Gulf nation United Arab Emirates is a federal, presidential, absolute monarchy. In the UAE government, the top policy-making body Supreme Council of Rulers elects the president, who in turn appoints the prime minister. The Supreme Council enjoys both legislative and executive powers.
The UAE came into existence in December 1971 when six emirates namely Abu Dhabi, Dubai, Sharjah, Ajman, Umm Al-Quwain, and Fujairah formed a federation. In the following year, Ras Al Khaimah joined the alliance.
Sheikh Mohamed Bin Zayed Al Nahyan, who is the ruler of Abu Dhabi, is the current president of UAE. Ruler of Dubai Sheikh Mohammed Bin Rashid Al Maktoum is the vice president, prime minister, and minister of defence of the United Arab Emirates.

Saudi Arabia

Saudi Arabia, officially known as The Kingdom of Saudi Arabia, is a prominent example of a non-democratic country. Saudi Arabia has an absolute monarchy with the government being dominated by the royal family, Al Saud.
The current king, Salman bin Abdulaziz Al Saud or Salman of Saudi Arabia, enjoys the positions of the country’s head of state, leader of the national government as well as the commander-in-chief of the military. In Saudi, the citizens allegedly face discrimination on the basis of gender and race and are subject to inhuman punishments like execution.

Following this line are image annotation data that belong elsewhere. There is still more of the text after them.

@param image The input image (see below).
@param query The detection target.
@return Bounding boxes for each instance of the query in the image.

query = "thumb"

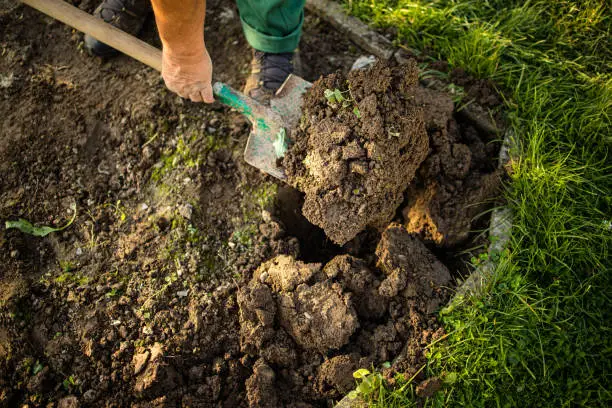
[200,82,215,103]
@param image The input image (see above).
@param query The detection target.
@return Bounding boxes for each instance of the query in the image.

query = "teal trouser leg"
[236,0,305,53]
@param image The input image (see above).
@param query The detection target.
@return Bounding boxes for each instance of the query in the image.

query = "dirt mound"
[237,224,451,406]
[402,88,501,247]
[283,61,428,245]
[0,0,504,407]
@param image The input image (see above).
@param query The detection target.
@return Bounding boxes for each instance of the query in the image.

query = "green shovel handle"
[213,82,264,122]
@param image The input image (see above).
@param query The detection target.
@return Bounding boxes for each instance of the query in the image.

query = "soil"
[238,224,451,407]
[283,60,428,245]
[0,0,496,407]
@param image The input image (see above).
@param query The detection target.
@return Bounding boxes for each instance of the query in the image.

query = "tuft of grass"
[345,0,612,407]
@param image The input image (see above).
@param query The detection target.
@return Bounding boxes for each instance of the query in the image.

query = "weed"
[323,88,361,118]
[5,203,77,237]
[62,375,78,391]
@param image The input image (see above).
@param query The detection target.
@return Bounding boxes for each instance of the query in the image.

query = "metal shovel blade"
[213,75,312,180]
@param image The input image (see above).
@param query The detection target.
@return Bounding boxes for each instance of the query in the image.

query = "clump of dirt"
[402,88,501,248]
[237,224,451,406]
[283,61,428,245]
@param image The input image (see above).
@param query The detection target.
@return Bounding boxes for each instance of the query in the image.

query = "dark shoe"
[85,0,152,57]
[244,51,293,103]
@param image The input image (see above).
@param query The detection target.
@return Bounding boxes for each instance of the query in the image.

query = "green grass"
[345,0,612,407]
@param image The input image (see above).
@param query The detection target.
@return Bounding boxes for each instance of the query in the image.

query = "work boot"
[85,0,152,57]
[244,50,293,103]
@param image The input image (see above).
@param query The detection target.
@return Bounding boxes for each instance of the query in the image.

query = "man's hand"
[152,0,214,103]
[162,48,215,103]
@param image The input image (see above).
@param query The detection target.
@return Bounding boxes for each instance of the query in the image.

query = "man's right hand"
[162,47,215,103]
[152,0,214,103]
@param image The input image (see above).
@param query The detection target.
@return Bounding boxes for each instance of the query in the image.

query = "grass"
[345,0,612,407]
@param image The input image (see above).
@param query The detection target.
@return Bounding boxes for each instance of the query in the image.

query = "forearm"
[152,0,206,59]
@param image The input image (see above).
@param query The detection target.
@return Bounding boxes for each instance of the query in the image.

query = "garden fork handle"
[21,0,266,116]
[21,0,161,72]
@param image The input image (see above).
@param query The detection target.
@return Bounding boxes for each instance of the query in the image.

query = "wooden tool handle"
[21,0,161,72]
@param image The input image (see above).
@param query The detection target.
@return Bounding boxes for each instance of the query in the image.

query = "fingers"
[189,92,202,102]
[200,83,215,103]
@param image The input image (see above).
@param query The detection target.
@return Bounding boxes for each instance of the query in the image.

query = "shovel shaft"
[21,0,262,112]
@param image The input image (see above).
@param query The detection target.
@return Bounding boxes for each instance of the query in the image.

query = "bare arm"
[152,0,214,103]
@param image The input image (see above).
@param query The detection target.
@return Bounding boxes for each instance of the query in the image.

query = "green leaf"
[323,89,336,104]
[353,368,370,378]
[444,373,457,384]
[334,88,346,102]
[4,204,76,237]
[32,360,44,375]
[272,128,289,158]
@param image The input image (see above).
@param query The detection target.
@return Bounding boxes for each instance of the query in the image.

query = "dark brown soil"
[238,224,451,406]
[402,88,501,247]
[283,61,428,245]
[0,0,502,407]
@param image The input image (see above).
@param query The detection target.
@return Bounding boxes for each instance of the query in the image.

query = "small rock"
[132,350,151,375]
[57,395,79,408]
[83,390,96,403]
[416,377,442,398]
[178,203,193,220]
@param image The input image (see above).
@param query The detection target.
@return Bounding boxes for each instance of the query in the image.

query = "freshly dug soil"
[283,60,430,245]
[0,0,506,407]
[237,224,451,407]
[402,88,501,248]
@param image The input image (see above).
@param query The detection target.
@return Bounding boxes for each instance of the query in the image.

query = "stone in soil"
[283,60,428,245]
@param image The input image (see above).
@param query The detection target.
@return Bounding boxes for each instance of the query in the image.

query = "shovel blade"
[244,75,312,180]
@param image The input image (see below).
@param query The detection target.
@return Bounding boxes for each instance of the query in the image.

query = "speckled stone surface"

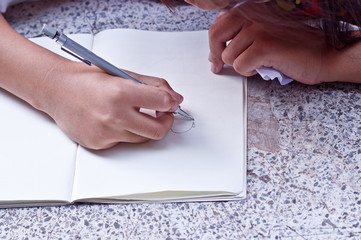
[0,0,361,239]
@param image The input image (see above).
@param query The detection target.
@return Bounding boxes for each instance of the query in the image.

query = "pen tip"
[41,24,57,39]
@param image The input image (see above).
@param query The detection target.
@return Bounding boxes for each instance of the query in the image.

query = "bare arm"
[0,15,183,149]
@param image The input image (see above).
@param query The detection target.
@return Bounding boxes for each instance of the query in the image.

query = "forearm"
[0,14,68,111]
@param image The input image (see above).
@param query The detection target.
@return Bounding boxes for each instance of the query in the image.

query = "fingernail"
[208,53,212,62]
[170,101,178,112]
[211,63,219,73]
[155,111,165,117]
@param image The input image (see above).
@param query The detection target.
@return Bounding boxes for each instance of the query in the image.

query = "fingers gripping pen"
[41,25,194,120]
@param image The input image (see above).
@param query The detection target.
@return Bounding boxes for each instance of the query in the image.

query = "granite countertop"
[0,0,361,239]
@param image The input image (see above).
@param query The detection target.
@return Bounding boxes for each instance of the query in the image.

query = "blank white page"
[0,35,93,206]
[73,29,246,200]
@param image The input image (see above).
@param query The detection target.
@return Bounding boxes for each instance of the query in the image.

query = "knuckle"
[156,78,168,87]
[232,61,246,75]
[160,91,173,111]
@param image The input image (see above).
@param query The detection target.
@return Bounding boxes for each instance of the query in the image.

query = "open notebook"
[0,29,247,207]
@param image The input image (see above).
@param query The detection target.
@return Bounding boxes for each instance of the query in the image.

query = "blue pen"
[41,24,194,120]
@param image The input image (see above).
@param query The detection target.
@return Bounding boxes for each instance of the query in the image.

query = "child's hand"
[209,9,336,84]
[42,61,183,149]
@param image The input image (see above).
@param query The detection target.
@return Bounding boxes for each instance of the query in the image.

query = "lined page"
[73,29,246,201]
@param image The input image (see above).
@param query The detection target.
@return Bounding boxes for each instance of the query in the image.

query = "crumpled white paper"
[256,67,293,85]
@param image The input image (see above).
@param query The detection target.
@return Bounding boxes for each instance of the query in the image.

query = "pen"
[41,24,194,120]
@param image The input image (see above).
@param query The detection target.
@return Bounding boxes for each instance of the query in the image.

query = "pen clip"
[61,46,92,66]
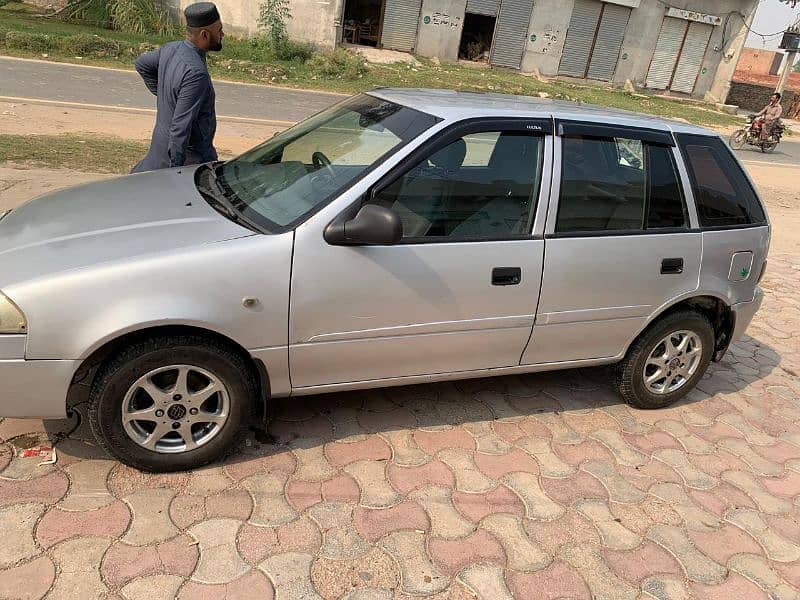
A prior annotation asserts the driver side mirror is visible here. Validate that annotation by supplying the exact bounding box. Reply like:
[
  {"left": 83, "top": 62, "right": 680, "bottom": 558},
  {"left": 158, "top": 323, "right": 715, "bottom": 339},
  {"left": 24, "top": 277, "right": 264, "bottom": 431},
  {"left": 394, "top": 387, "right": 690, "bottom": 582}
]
[{"left": 323, "top": 204, "right": 403, "bottom": 246}]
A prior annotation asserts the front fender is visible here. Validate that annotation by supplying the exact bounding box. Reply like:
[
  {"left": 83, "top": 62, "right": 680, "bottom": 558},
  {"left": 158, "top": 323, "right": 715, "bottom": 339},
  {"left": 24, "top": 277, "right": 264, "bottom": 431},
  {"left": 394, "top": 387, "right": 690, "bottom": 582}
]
[{"left": 8, "top": 233, "right": 293, "bottom": 360}]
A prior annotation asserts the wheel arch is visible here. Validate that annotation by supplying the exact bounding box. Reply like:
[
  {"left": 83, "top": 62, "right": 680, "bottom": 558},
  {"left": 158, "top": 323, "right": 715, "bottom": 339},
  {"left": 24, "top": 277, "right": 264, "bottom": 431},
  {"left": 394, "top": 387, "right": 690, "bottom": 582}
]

Formally known as the Islamic Republic of Iran (formerly Persia), this middle-eastern country is a unitary Islamic republic with one legislative house. According to the constitution adopted in 1979, Iran has a mixed system of government, in which bodies dominated by the clergy oversee the executive, parliament, and judiciary. The state as well as the oversight authority is headed by a ranking cleric known as the rahbar (leader). Ebrahim Raisi sworn in as Iran’s eighth president in August last year.


On February 1, 2021, a military coup toppled the democratically elected government in Myanmar. General Min Aung Hlaing – commander-in-chief of the Tatmadaw, or military, is currently in power after ousting the elected government. He is supported by his junta or group of military leaders. Soon after taking charge, General Min Aung Hlaing declared emergency, which has been extended till 2023, the announcement being made in August this year. The country’s ousted leader Aung Sung Suu Kyi is currently in solitary confinement.